The vast stretch of hills stretching from Teluk Bahang to Pantai Acheh holds great potentials for adventure and tourism. It has undulating topography with ravines and little valleys and hills of irregular height linked by ridges. It is through these ridges that many trails crisscrossed each other to form an intervene web of trails in the park. The highest point is Batu Itam at 1500 feet on the southern flank of park. Bukit Telaga Batu is about 1100 feet and has potential folklore of a 6 inches deep well on a boulder on top the western flank of the hill.

The magnificent serviceable lighthouse stands majestically on the Muka Head peak of 700 feet is still faithfully guiding seafarers into our Penang's water.
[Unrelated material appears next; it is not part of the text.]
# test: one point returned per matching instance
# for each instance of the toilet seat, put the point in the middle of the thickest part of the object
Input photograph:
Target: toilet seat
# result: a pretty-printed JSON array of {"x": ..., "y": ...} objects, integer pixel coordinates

The hill practically joins to form a ridge bisecting the park into West and East. It is fortunate that a dam has been built on the southern east of park providing the needed buffer zone whereby rich flora and fauna will thrive.The eastern side of the park is therefore a vital water source. This area should be a protected area for wild species against human intrusion. Most of the hills remind us of clear skys and dark forest, of steep climbing and flat terrains, of slippery leaflets, of large boulders, of cheerful friends shared by a common memories of pain and fun. Perhaps this could be the only place where hikers are free to roam in Penang.

The Safari

Each evening looking out on the distant setting sun, the raptors make their final catch before going back to the tall seraya trees. Hovering and guiding gracefully above and making a dashing dive, and emerging with a catch or two seem much more enjoyable than seeing caged exotic wildlife imported from far away places. This is best natural safari.
Resort At present there is not much resort facilities at the park. The only available accommodation is at Sungai Tukun. Other beaches are suitable for camping. However, permission is needed for camping.

Tourism

Tourism forms the basis of northern Penang's economy, to which the park make a significant contribution. The beach tours were adequately promoted on the sun, sand and sea. The variety of unexpected sights offered by the coastline, the greenery, the greyish canopy tree tops, the acrobatic raptors, the golden beaches combed with fresh sea breeze, can be fully appreciated while on a boat.

Conclusion

Under the shadow of the Penang National Park, all wild life dwells. It is the last wilderness in Penang and must be preserved at all cost at its present state to face the constant challenges to that very distracting force seeking to pit against nature called development. With vibrant beauty, all flora and fauna sing in harmony and invoke us to treat them with love and care. Nature has so extravagantly bestowed upon us this last wilderness called Penang National Park.